بسم الله الرحمن الرحيم
Hukum Shalat Dua Hari
Raya
Makalah Ke-23
Para Ulama berbeda pendapat tentang hukum shalat ‘Idain dalam tiga pendapat:
1. Pertama, hukumnya adalah fardhu ‘ain. Ini madzhab Abu
Hanifah, salah satu pendapat asy-Syafi’i, dan satu riwayat dari Ahmad. Dan ini
juga pendapat sebagian ulama Malikiyah, dan pendapat yang dipilih oleh Syaikhul
Islam.[1]
Hujjah mereka adalah:
§ Firman Allah swt dalam Qs. Al-Kautsar ayat 2
“ Maka dirikanlah
shalat karena Rabbmu, dan berkorbanlah.”
Perintah disini
menunjukkan kewajiban.
§ Firman Allah swt dalam Qs. Al-Baqarah: 185
“Dan hendaklah kamu
mengagungkan Allah atas petunjuk-Nya yang diberikan kepadamu.”
Perintah untuk
bertakbir pada dua hari raya, sudah barangtentu merupakan perintah untuk
mengerjakan shalat yang mencakup takbir wajib dan takbir tambahan.

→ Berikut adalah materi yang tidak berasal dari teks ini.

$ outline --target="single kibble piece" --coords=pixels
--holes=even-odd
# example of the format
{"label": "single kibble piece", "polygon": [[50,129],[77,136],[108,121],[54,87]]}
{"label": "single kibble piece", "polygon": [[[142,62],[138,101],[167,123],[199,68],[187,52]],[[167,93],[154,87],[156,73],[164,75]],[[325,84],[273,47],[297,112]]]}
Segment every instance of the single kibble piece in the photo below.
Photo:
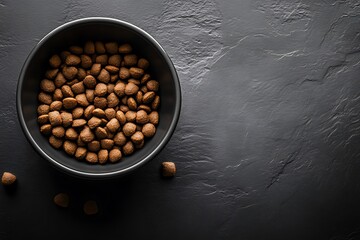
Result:
{"label": "single kibble piece", "polygon": [[54,79],[56,75],[58,74],[59,69],[49,69],[45,72],[45,77],[47,79]]}
{"label": "single kibble piece", "polygon": [[160,105],[160,97],[159,96],[155,96],[154,101],[151,103],[151,108],[153,110],[156,110],[159,108]]}
{"label": "single kibble piece", "polygon": [[92,114],[95,116],[95,117],[98,117],[98,118],[104,118],[106,115],[105,115],[105,111],[102,110],[101,108],[95,108],[93,111],[92,111]]}
{"label": "single kibble piece", "polygon": [[118,51],[119,51],[119,53],[122,53],[122,54],[131,53],[132,47],[130,44],[125,43],[125,44],[122,44],[119,46]]}
{"label": "single kibble piece", "polygon": [[69,195],[66,193],[58,193],[54,197],[54,203],[62,208],[67,208],[70,203]]}
{"label": "single kibble piece", "polygon": [[132,98],[132,97],[128,98],[127,105],[131,110],[136,110],[137,109],[137,103],[136,103],[135,99]]}
{"label": "single kibble piece", "polygon": [[95,53],[95,44],[93,41],[87,41],[84,45],[84,52],[86,54],[94,54]]}
{"label": "single kibble piece", "polygon": [[46,104],[40,104],[37,108],[37,113],[39,115],[48,114],[49,111],[50,111],[50,107],[49,107],[49,105],[46,105]]}
{"label": "single kibble piece", "polygon": [[93,103],[95,99],[95,90],[93,89],[86,89],[85,96],[89,103]]}
{"label": "single kibble piece", "polygon": [[62,102],[61,101],[53,101],[50,104],[50,111],[60,111],[62,108]]}
{"label": "single kibble piece", "polygon": [[77,101],[77,103],[82,106],[82,107],[87,107],[90,105],[90,103],[88,102],[85,93],[81,93],[75,96],[75,99]]}
{"label": "single kibble piece", "polygon": [[55,91],[55,84],[53,81],[48,80],[48,79],[44,79],[40,82],[40,88],[41,90],[43,90],[44,92],[48,92],[48,93],[52,93]]}
{"label": "single kibble piece", "polygon": [[138,60],[137,65],[138,65],[139,68],[142,68],[142,69],[146,70],[150,66],[150,63],[145,58],[140,58]]}
{"label": "single kibble piece", "polygon": [[62,94],[63,94],[63,96],[64,96],[65,98],[67,98],[67,97],[74,97],[74,96],[75,96],[74,93],[73,93],[73,91],[71,90],[71,87],[68,86],[68,85],[62,86],[62,87],[61,87],[61,92],[62,92]]}
{"label": "single kibble piece", "polygon": [[115,136],[114,136],[114,143],[115,145],[118,146],[123,146],[125,145],[127,139],[126,136],[124,135],[123,132],[118,132]]}
{"label": "single kibble piece", "polygon": [[107,107],[107,100],[104,97],[95,97],[94,106],[96,108],[105,109]]}
{"label": "single kibble piece", "polygon": [[70,54],[71,54],[71,52],[69,52],[69,51],[62,51],[62,52],[60,53],[60,58],[61,58],[61,60],[62,60],[63,62],[65,62],[66,57],[69,56]]}
{"label": "single kibble piece", "polygon": [[152,111],[149,114],[149,122],[154,125],[158,125],[159,124],[159,113],[156,111]]}
{"label": "single kibble piece", "polygon": [[64,74],[62,74],[61,72],[59,72],[54,80],[55,86],[57,88],[61,87],[62,85],[64,85],[66,83],[66,78],[64,77]]}
{"label": "single kibble piece", "polygon": [[122,157],[122,154],[119,149],[114,148],[109,152],[109,160],[112,163],[120,161],[121,157]]}
{"label": "single kibble piece", "polygon": [[99,159],[99,163],[104,164],[107,162],[109,158],[109,152],[107,149],[101,149],[98,152],[98,159]]}
{"label": "single kibble piece", "polygon": [[119,77],[120,79],[128,79],[130,77],[130,71],[128,68],[126,67],[121,67],[120,68],[120,71],[119,71]]}
{"label": "single kibble piece", "polygon": [[[150,78],[151,78],[150,74],[146,73],[146,74],[144,74],[144,76],[141,78],[140,83],[141,83],[141,84],[144,84],[144,83],[146,83],[147,81],[149,81]],[[144,87],[146,88],[146,86],[144,86]]]}
{"label": "single kibble piece", "polygon": [[159,90],[159,82],[155,80],[150,80],[146,83],[146,87],[149,91],[157,91]]}
{"label": "single kibble piece", "polygon": [[114,146],[114,140],[108,138],[101,139],[100,144],[101,148],[110,150]]}
{"label": "single kibble piece", "polygon": [[76,141],[79,137],[79,134],[74,128],[68,128],[65,131],[65,138],[68,140]]}
{"label": "single kibble piece", "polygon": [[142,104],[143,96],[144,96],[144,94],[142,93],[142,91],[138,91],[136,93],[135,100],[138,104]]}
{"label": "single kibble piece", "polygon": [[144,94],[142,101],[145,104],[149,104],[155,99],[155,96],[156,96],[155,92],[153,91],[147,92]]}
{"label": "single kibble piece", "polygon": [[123,153],[124,155],[131,155],[134,152],[134,144],[131,141],[128,141],[123,147]]}
{"label": "single kibble piece", "polygon": [[89,105],[85,108],[85,110],[84,110],[85,119],[90,119],[92,117],[92,115],[93,115],[92,112],[94,111],[94,109],[95,109],[94,105]]}
{"label": "single kibble piece", "polygon": [[[79,145],[79,144],[78,144]],[[78,147],[75,152],[75,158],[78,160],[83,160],[86,157],[87,149],[84,147]]]}
{"label": "single kibble piece", "polygon": [[136,120],[136,112],[134,111],[127,111],[125,113],[126,121],[127,122],[135,122]]}
{"label": "single kibble piece", "polygon": [[147,113],[151,112],[151,108],[148,105],[141,104],[138,108],[138,110],[144,110]]}
{"label": "single kibble piece", "polygon": [[123,82],[119,82],[115,85],[114,87],[114,92],[116,95],[118,95],[119,97],[122,97],[125,95],[125,87],[126,84]]}
{"label": "single kibble piece", "polygon": [[92,75],[87,75],[83,82],[87,88],[93,89],[96,86],[96,79]]}
{"label": "single kibble piece", "polygon": [[100,41],[95,42],[95,51],[96,53],[100,53],[100,54],[105,53],[106,49],[104,43]]}
{"label": "single kibble piece", "polygon": [[54,127],[51,132],[57,138],[62,138],[65,136],[65,128],[62,126]]}
{"label": "single kibble piece", "polygon": [[163,162],[162,166],[162,175],[164,177],[174,177],[176,174],[176,166],[173,162]]}
{"label": "single kibble piece", "polygon": [[108,42],[105,43],[105,49],[106,52],[110,53],[110,54],[115,54],[118,52],[119,46],[117,42]]}
{"label": "single kibble piece", "polygon": [[105,128],[97,127],[95,129],[95,135],[98,139],[104,139],[107,137],[108,134]]}
{"label": "single kibble piece", "polygon": [[37,118],[37,121],[39,124],[45,124],[45,123],[48,123],[49,122],[49,115],[48,114],[44,114],[44,115],[40,115],[38,118]]}
{"label": "single kibble piece", "polygon": [[84,143],[81,138],[80,138],[80,135],[78,137],[78,139],[76,140],[76,144],[79,146],[79,147],[85,147],[86,146],[86,143]]}
{"label": "single kibble piece", "polygon": [[74,85],[71,86],[71,90],[72,90],[73,93],[75,93],[75,94],[84,93],[84,92],[85,92],[84,83],[83,83],[83,82],[75,83]]}
{"label": "single kibble piece", "polygon": [[61,119],[62,119],[62,123],[63,123],[64,127],[69,127],[72,125],[73,117],[72,117],[71,113],[62,112],[60,115],[61,115]]}
{"label": "single kibble piece", "polygon": [[76,66],[81,63],[81,59],[76,55],[70,54],[66,57],[65,63],[69,66]]}
{"label": "single kibble piece", "polygon": [[149,116],[144,110],[139,110],[136,113],[136,123],[138,124],[145,124],[149,122]]}
{"label": "single kibble piece", "polygon": [[156,132],[156,128],[152,123],[147,123],[142,128],[142,133],[144,134],[145,137],[148,138],[154,136],[155,132]]}
{"label": "single kibble piece", "polygon": [[131,141],[133,141],[134,144],[141,144],[141,142],[144,141],[144,134],[140,131],[135,132],[131,136]]}
{"label": "single kibble piece", "polygon": [[55,89],[53,99],[54,101],[61,101],[63,99],[63,93],[60,88]]}
{"label": "single kibble piece", "polygon": [[93,200],[86,201],[83,210],[86,215],[95,215],[99,211],[97,203]]}
{"label": "single kibble piece", "polygon": [[88,69],[92,66],[92,60],[91,57],[88,55],[81,55],[81,67]]}
{"label": "single kibble piece", "polygon": [[49,64],[53,68],[58,68],[61,65],[61,58],[59,55],[52,55],[52,57],[49,59]]}
{"label": "single kibble piece", "polygon": [[119,72],[119,68],[111,65],[107,65],[105,67],[106,71],[108,71],[111,74],[117,74]]}
{"label": "single kibble piece", "polygon": [[100,63],[93,64],[91,69],[90,69],[90,73],[93,76],[99,75],[100,71],[101,71],[101,64]]}
{"label": "single kibble piece", "polygon": [[107,120],[111,120],[111,119],[113,119],[113,118],[115,118],[116,117],[116,111],[115,111],[115,109],[114,108],[107,108],[107,109],[105,109],[105,116],[106,116],[106,118],[107,118]]}
{"label": "single kibble piece", "polygon": [[116,119],[119,121],[121,125],[124,125],[126,122],[126,116],[122,111],[117,111],[115,115]]}
{"label": "single kibble piece", "polygon": [[118,54],[110,56],[108,59],[108,63],[112,66],[119,68],[121,64],[121,56]]}
{"label": "single kibble piece", "polygon": [[75,152],[76,152],[77,145],[76,145],[76,143],[74,143],[74,142],[71,142],[71,141],[66,140],[66,141],[64,142],[63,148],[64,148],[64,150],[65,150],[65,152],[66,152],[67,154],[69,154],[69,155],[72,156],[72,155],[74,155]]}
{"label": "single kibble piece", "polygon": [[74,128],[81,128],[86,125],[85,119],[75,119],[73,120],[72,127]]}
{"label": "single kibble piece", "polygon": [[5,186],[9,186],[16,181],[16,176],[11,172],[4,172],[1,177],[1,183]]}
{"label": "single kibble piece", "polygon": [[91,141],[87,145],[89,151],[91,152],[98,152],[100,150],[100,142],[99,141]]}
{"label": "single kibble piece", "polygon": [[110,93],[106,100],[109,108],[116,107],[119,104],[119,98],[115,95],[115,93]]}
{"label": "single kibble piece", "polygon": [[83,68],[79,68],[79,69],[78,69],[78,74],[77,74],[78,80],[79,80],[79,81],[82,81],[82,80],[84,80],[84,78],[85,78],[86,76],[87,76],[86,70],[83,69]]}
{"label": "single kibble piece", "polygon": [[50,121],[51,126],[53,126],[53,127],[61,125],[62,118],[61,118],[59,111],[49,112],[49,121]]}
{"label": "single kibble piece", "polygon": [[138,58],[135,54],[126,54],[124,56],[125,66],[135,66],[137,65]]}
{"label": "single kibble piece", "polygon": [[72,110],[73,119],[81,118],[84,114],[84,109],[82,107],[77,107]]}
{"label": "single kibble piece", "polygon": [[40,127],[40,132],[44,135],[49,135],[51,133],[51,129],[50,124],[44,124]]}
{"label": "single kibble piece", "polygon": [[110,73],[108,71],[106,71],[106,69],[102,69],[100,71],[100,74],[99,74],[97,79],[100,82],[109,83],[110,82]]}
{"label": "single kibble piece", "polygon": [[52,96],[51,96],[50,94],[41,92],[41,93],[39,93],[39,95],[38,95],[38,100],[39,100],[41,103],[50,105],[51,102],[52,102]]}
{"label": "single kibble piece", "polygon": [[95,96],[103,97],[107,94],[107,85],[105,83],[96,84],[94,94]]}
{"label": "single kibble piece", "polygon": [[120,128],[120,123],[116,118],[113,118],[106,124],[106,127],[110,132],[114,133]]}
{"label": "single kibble piece", "polygon": [[85,160],[89,163],[97,163],[98,162],[98,155],[93,152],[87,152]]}
{"label": "single kibble piece", "polygon": [[134,83],[128,83],[125,86],[125,94],[126,95],[133,95],[136,94],[139,91],[139,87],[135,85]]}
{"label": "single kibble piece", "polygon": [[130,137],[136,132],[136,125],[134,123],[125,123],[122,130],[125,136]]}
{"label": "single kibble piece", "polygon": [[140,85],[140,80],[135,79],[135,78],[130,78],[130,79],[128,80],[128,82],[131,82],[131,83],[133,83],[133,84],[135,84],[135,85]]}
{"label": "single kibble piece", "polygon": [[81,132],[80,132],[80,139],[81,141],[83,141],[84,143],[89,143],[92,140],[94,140],[95,135],[94,133],[90,130],[89,127],[84,128]]}
{"label": "single kibble piece", "polygon": [[63,141],[60,138],[56,138],[55,136],[51,135],[49,137],[49,143],[54,148],[61,148]]}
{"label": "single kibble piece", "polygon": [[129,72],[130,72],[130,75],[136,79],[139,79],[144,75],[144,70],[141,68],[137,68],[137,67],[131,67]]}
{"label": "single kibble piece", "polygon": [[73,109],[78,104],[76,99],[73,97],[64,98],[62,102],[65,109]]}
{"label": "single kibble piece", "polygon": [[97,118],[97,117],[92,117],[88,121],[88,125],[89,125],[90,129],[97,128],[98,126],[100,126],[100,124],[101,124],[101,119]]}
{"label": "single kibble piece", "polygon": [[108,62],[108,56],[106,54],[96,56],[95,62],[100,63],[101,66],[105,66],[107,64],[107,62]]}
{"label": "single kibble piece", "polygon": [[65,66],[63,69],[62,69],[62,74],[64,75],[64,77],[67,79],[67,80],[73,80],[76,76],[76,74],[78,73],[78,70],[76,67],[74,66],[70,66],[70,67],[67,67]]}
{"label": "single kibble piece", "polygon": [[71,46],[69,47],[70,52],[80,55],[84,52],[83,48],[80,46]]}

§ Rutinitas Nabi saw yang selalu mengerjakan shalat ini pada dua
hari raya dan tidak pernah meninggalkannya sekalipun. Demikian pula rutinitas
para khalifahnya dan kaum Muslimin sepeninggalnya.
§ Perintah kepada kaum
Muslimin untuk pergi ke tempat pelaksanaan shalat, hingga kaum wanita,
gadis-gadis yang berada dalam pingitan dan wanita-wanita yang sedang haid-namun
Nabi saw memerintahkan kepada mereka agar menjauhi tempat shalat.
§ Shalat ‘Id dapat
menggugurkan shalat jumat, jika bertepatan pada hari yang sama, sebagaimana
telah dijelaskan. Sesuatu yang tidak wajib tentu tidak dapat menggugurkan
sesuatu yang wajib.
2.
Kedua, hukumnya
adalah fardhu kifayah. Apabila telah dikerjakan oleh sebagian orang, maka
gugurlah kewajiban tersebut atas sebagian yang lainnya. Ini adalah madzhab
Hanbaliyah dan sebagian Syafi’iyah.[2]
Hujjah mereka adalah dalil-dalil yang digunakan oleh pihak pertama, tetapi
mereka mengatakan shalat ‘Id bukan fardhu ‘ain, karena tidak disyariatkan
padanya. Jadi, shalat ‘Id bukan fardhu ‘ain seperti shalat jenazah. Namun,
wajib khutbahnya dan wajib mendengarkannya sperti shalat jumat.
3.
Ketiga, hukumnya
adalah sunnah muakkadah, bukan wajib. Ini adalah madzhab Malik, asy-Syafi’i dan
mayoritas sahabat-sahabtnya.[3]
Hujjah mereka sebagai berikut:
o
Perkatan Nabi saw kepada
seorang badui. Ketika beliau menyebutkan shalat lima waktu, ia bertanya, “Adakah
kewajiban atasku selainnya? Beliau menjawab, “Tidak ada, kecuali engkau
mau mengerjakan yang sunnah.”
o
Shalat ‘Id adalaj shalat
yang memiliki ruku dan sujud. Namun, tidak disyariatkan adzan untuknya. Ia
tidak wajib berdasarkan syariat, seperti halnya shalat dhuha.
Pendapat yang Rajih
Adalah
pendapat yang pertama, berdasarkan dalil-dalil yang telah dijelaskan. Adapun
pendapat yang mengatakan shalat ‘Id hukumnya sunnah muakkad adalah pendapat
yang sangat lemah. Sedangkan pendapat yang mengatakan fardhu kifayah tidak
kuat. Fardhu kifayah adalah untuk perkara-perkara yang maslahatnya bisa
diwakilkan kepada sebagian orang, seperti penguburan mayit dan yang lainnya.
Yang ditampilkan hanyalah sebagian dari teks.